1) Demokratik reformlar yapmış, AB ye girmiş, zenginliğini arttırmış, onca -tabii ve insan- kaynaklarını doğru yönde kullanan Türkiye’nin bir parçası olarak yaşamak isteyen milyonlarca Kürt. Savaş değil reform istiyor. 80 senedir bu reformun gerçekleşmediğini gördüğü için PKK sorununa sessiz kalıyor. Çünkü PKK tehdidi olmasa devletin yerinden kımıldayacağı yok. DTP bu grubu temsil eder.

2)PKK’dan da, oligarşiden de, baskıcı zihniyetten de, yasaklardan da, derin devlet pisliklerinden de bıkmış usanmış olan (etnik kimliği öne çıkartmayan) demokratlar, liberaller, Müslüman demokratlar, solcu demokratlar, ikinci Cumhuriyetçiler, sanayiciler, büyük-küçük işadamları, aydınlar, iç-dış yatırımcılar, velhasılı nüfusun yarısından fazlası olan halk.
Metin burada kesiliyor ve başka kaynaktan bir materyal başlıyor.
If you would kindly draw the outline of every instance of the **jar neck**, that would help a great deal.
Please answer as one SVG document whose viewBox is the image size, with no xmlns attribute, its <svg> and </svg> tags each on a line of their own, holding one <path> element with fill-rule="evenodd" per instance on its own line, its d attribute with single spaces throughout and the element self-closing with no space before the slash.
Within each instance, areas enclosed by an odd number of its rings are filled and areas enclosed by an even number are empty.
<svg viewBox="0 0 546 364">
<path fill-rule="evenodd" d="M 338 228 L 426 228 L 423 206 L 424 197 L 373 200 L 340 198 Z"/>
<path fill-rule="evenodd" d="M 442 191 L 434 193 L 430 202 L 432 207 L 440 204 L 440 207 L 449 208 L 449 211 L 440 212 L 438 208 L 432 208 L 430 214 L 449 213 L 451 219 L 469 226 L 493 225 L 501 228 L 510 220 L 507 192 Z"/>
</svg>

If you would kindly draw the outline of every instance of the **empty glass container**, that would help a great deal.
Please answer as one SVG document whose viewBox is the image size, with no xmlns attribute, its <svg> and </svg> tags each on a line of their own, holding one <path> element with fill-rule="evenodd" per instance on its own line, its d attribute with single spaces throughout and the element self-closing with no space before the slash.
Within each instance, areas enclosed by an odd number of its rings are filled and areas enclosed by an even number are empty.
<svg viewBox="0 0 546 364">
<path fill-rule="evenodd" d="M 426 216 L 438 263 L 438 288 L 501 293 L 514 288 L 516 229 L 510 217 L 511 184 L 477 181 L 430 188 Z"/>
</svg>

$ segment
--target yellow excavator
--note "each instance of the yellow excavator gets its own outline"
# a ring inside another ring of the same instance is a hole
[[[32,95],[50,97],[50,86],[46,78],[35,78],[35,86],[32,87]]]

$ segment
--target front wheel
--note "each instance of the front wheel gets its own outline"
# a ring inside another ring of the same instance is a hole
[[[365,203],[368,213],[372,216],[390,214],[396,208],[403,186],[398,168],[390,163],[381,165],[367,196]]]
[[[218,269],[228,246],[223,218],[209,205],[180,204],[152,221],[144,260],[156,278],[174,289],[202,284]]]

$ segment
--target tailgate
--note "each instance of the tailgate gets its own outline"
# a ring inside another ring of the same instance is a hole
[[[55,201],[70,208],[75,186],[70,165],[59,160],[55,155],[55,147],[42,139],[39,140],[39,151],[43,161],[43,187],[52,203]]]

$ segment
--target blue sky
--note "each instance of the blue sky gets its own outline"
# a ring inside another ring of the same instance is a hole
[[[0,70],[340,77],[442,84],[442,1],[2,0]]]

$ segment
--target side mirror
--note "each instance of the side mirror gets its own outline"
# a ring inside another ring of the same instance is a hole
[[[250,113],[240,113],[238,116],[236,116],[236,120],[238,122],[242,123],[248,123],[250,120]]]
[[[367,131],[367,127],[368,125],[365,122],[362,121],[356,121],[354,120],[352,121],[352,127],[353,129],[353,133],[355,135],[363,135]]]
3) “Demokratik reformlar yapmış, AB ye girmiş, zenginliğini arttırmış, onca -tabii ve insan- kaynaklarını doğru yönde kullanan Türkiye” durumunda gizli iktidarını yitirecek olan erkan.

4) Ve malum PKK.

*          *           *

Birinci ve ikinci maddedeki kesimlerin amaçları ve çıkarları hemen hemen örtüştüğü gibi göze batar bir çelişkileri de yoktur. Fakat üçüncü ve dördüncü grupların “ayak oyunları ve taktikleri” kafa karışıklığına, duygu sömürüsüne ve anlık reaksiyona maruz kalmalarına sebep oluyor.
Bu gruptakiler fokuslarını kaybetmeyip illa da Demokrasi taleplerini diğerlerine “dank” ettirmekten taviz vermemeliler. Çünkü er geç kazanacak olanlar onlardır. Ne kadar önce bu kazanımlar elde edilirse o kadar kardır.

Üçüncü gruptakiler gizli iktidarlarını her gün biraz daha kaybetmektedirler. Kendi tabileriyle “devletin kaleleleri birer birer düşmektedir”.
Atanmışlar yerine seçilmişlerin gerçek iktidara önce mecliste (yasama), sonra hükümet ve Cumhurbaşkalnlığı (yürütme) ve de reforme edilmiş anayasal adalet sistemiyle (yargı) sahip olması onları tamamen güçsüz kılmakta bu gerçekler onları daha agresif yapmaktadır.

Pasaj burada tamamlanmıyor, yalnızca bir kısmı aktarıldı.